Crypto arbitrage signals guide

How to evaluate crypto arbitrage signals before trusting a spread claim.

Arbitrage alerts can look precise, but spreads can disappear after fees, transfer delays, withdrawal limits, slippage, liquidity, and account restrictions. Review the complete execution path before trusting the call.

Fast answer

Crypto arbitrage signals need full execution math.

Before using an arbitrage signal, check venues, asset pair, spread, fees, slippage, transfer time, withdrawal and deposit status, liquidity, account limits, custody risk, update timing, and whether the provider records missed or stale opportunities.

Reader rule

If the alert shows a gross spread but not the cost path, the signal is incomplete.

Arbitrage checks

What to inspect in an arbitrage signal.

Venue path

Know which exchanges, wallets, networks, accounts, or bridges are required to attempt the spread.

Cost path

Fees, spread, slippage, funding, network costs, and conversion steps can erase the apparent gap.

Timing risk

Transfers, confirmations, withdrawal pauses, and delayed alerts can make the call stale.

Provider proof

Require records for stale alerts, failed transfers, blocked withdrawals, and closed opportunities.

Official context

AI and arbitrage language is common in trading-scam pitches.

The CFTC warns that scammers use AI, trading bots, trade-signal strategies, and crypto-asset arbitrage language to push unrealistic claims.

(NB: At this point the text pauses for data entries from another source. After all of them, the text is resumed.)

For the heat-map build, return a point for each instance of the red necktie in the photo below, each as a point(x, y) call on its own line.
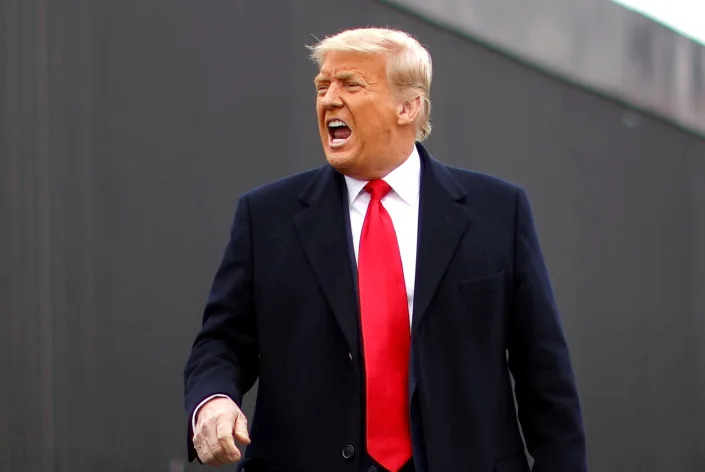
point(384, 313)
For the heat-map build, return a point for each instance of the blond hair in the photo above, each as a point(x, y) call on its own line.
point(408, 64)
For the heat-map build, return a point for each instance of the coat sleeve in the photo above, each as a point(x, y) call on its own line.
point(224, 356)
point(547, 398)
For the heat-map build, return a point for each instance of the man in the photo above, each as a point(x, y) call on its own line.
point(382, 301)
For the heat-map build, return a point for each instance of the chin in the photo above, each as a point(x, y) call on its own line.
point(340, 161)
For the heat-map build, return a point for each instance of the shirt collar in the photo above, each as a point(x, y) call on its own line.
point(404, 180)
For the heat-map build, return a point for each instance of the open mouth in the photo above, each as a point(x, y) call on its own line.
point(338, 133)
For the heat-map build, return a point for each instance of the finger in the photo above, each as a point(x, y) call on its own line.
point(224, 433)
point(241, 429)
point(211, 445)
point(204, 453)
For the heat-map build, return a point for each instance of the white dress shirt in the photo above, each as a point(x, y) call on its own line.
point(402, 204)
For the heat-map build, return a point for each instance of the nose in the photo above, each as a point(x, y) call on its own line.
point(331, 99)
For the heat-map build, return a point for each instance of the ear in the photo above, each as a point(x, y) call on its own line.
point(408, 111)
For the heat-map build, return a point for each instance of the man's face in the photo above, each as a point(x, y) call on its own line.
point(357, 115)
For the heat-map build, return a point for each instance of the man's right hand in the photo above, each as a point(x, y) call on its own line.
point(219, 423)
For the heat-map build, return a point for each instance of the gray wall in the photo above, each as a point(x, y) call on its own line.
point(128, 129)
point(596, 43)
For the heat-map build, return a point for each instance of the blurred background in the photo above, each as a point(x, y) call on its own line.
point(129, 129)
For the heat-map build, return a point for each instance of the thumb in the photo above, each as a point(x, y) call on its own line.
point(241, 429)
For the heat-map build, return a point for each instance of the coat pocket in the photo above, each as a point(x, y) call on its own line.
point(513, 463)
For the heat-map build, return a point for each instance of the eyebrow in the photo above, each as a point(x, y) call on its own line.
point(341, 75)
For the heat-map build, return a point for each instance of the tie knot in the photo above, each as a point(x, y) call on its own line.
point(377, 189)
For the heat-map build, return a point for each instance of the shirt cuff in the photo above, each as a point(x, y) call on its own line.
point(195, 412)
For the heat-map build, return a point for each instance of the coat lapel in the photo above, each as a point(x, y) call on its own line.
point(442, 222)
point(323, 232)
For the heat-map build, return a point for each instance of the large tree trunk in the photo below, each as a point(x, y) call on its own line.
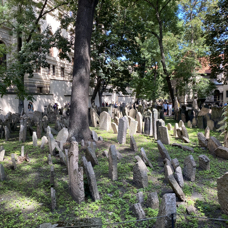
point(79, 123)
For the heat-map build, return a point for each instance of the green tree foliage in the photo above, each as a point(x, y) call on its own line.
point(217, 38)
point(24, 18)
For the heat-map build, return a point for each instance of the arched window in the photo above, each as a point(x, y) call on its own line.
point(2, 54)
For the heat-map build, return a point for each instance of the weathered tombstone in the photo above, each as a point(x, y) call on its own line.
point(179, 176)
point(13, 161)
point(140, 197)
point(190, 168)
point(2, 173)
point(207, 133)
point(53, 199)
point(221, 152)
point(122, 131)
point(2, 154)
point(138, 211)
point(112, 160)
point(76, 174)
point(91, 179)
point(114, 128)
point(167, 211)
point(105, 121)
point(222, 187)
point(91, 156)
point(175, 130)
point(34, 139)
point(140, 177)
point(133, 144)
point(164, 135)
point(133, 127)
point(52, 177)
point(213, 144)
point(7, 133)
point(189, 124)
point(204, 162)
point(175, 186)
point(144, 157)
point(164, 153)
point(94, 136)
point(62, 135)
point(169, 126)
point(159, 123)
point(139, 119)
point(152, 200)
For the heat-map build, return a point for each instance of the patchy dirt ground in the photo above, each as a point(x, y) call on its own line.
point(25, 199)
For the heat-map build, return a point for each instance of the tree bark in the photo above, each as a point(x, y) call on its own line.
point(79, 122)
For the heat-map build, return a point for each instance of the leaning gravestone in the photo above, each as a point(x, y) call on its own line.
point(222, 187)
point(34, 139)
point(164, 135)
point(140, 177)
point(112, 160)
point(133, 144)
point(91, 179)
point(122, 131)
point(2, 173)
point(190, 168)
point(204, 162)
point(76, 174)
point(105, 121)
point(164, 153)
point(167, 211)
point(152, 200)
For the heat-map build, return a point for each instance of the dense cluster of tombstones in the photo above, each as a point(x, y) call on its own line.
point(124, 120)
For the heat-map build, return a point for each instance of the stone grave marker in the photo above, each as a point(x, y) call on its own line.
point(112, 160)
point(190, 168)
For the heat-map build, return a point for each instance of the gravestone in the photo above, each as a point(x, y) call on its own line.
point(176, 188)
point(105, 121)
point(140, 123)
point(34, 139)
point(138, 211)
point(164, 153)
point(179, 176)
point(222, 188)
point(140, 177)
point(222, 152)
point(213, 144)
point(152, 200)
point(167, 211)
point(159, 123)
point(133, 127)
point(189, 168)
point(112, 160)
point(133, 144)
point(53, 199)
point(91, 156)
point(76, 174)
point(2, 154)
point(144, 158)
point(207, 133)
point(114, 128)
point(62, 135)
point(164, 135)
point(204, 162)
point(2, 173)
point(91, 179)
point(122, 131)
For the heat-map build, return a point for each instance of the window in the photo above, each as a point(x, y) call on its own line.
point(49, 69)
point(39, 89)
point(62, 71)
point(53, 70)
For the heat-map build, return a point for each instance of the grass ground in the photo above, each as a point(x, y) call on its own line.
point(25, 199)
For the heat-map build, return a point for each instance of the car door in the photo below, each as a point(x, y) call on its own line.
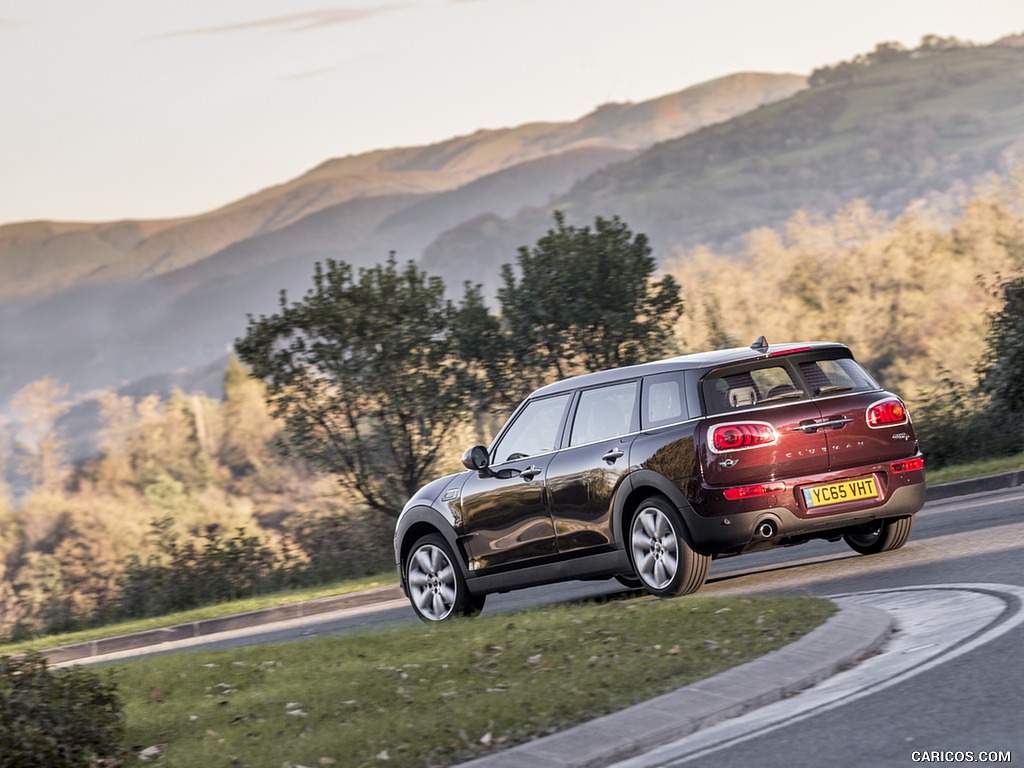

Arbitrage wording should raise the evidence bar, not lower it.

Review standard

Arbitrage records should show costs and misses.

A reviewable arbitrage signal includes alert time, venues, quoted spread, required balances, fees, transfer assumptions, liquidity, stale-alert labels, failed-path notes, and final status. Cherry-picked spread screenshots are not enough.

Risk disclosure

Crypto arbitrage signals are not financial advice.

This guide is educational only. It does not endorse any exchange, bot, arbitrage system, signal provider, asset, bridge, wallet, or trading strategy.